Dさんはとても喜び、感謝の言葉を繰り返してくれました。
銀行にリスケの相談を行った結果・・・
その数日後、銀行担当者とDさんは打ち合わせを行ったようですが、どうも銀行の営業担当者は渋っているとの返事がかえってきました。
これはいかんと思い、〇〇財務局から送付された通達をコピーし、改めて銀行担当者との打ち合わせを設け、その席に私も同席のうえ、リスケについて果敢に依頼をかけました。
話し合いの際には、「国からの通達を無視するならば、こちらも相応の対応をせざるをえないがよろしいか」とまで言い放ちました。
最終的な結果として、毎月1万円程度にまで返済額を減らすことに成功しました。
しかし、これは、一時凌ぎの場当たり的な解決策に過ぎません。
銀行担当者が帰ったあと、私は長い時間をかけてDさんを説得しました。
それは、毎月の返済額が大きく減ることになったが、テールヘビーと業界用語で呼ぶように、期日の最後には、残額を一度にまとめて返済せねばならないという、大きなリスクを背負うことになった事実を延々と説明しました。
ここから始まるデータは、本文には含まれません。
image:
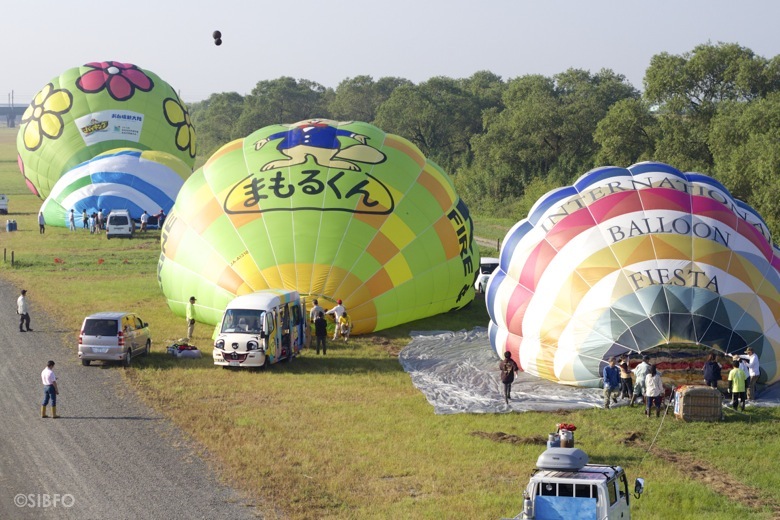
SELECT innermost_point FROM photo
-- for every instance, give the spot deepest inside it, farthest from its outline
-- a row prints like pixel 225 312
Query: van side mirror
pixel 639 487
Dさんは、「それまでに経営を立て直し、やるしかない」とおっしゃっていましたが、果たして経営の抜本的な改善に着手できるのかどうか、一抹の不安を覚えたのを記憶しています。
それ以来、電話でしかDさんとは話をしていませんが、格段の値引きをかけてでも在庫を少しずつ減らし、資金の循環がよくなるよう努力していると語ってくれました。
私と矢口敏和は、Dさんの会社がうまくいくことを願ってやみません。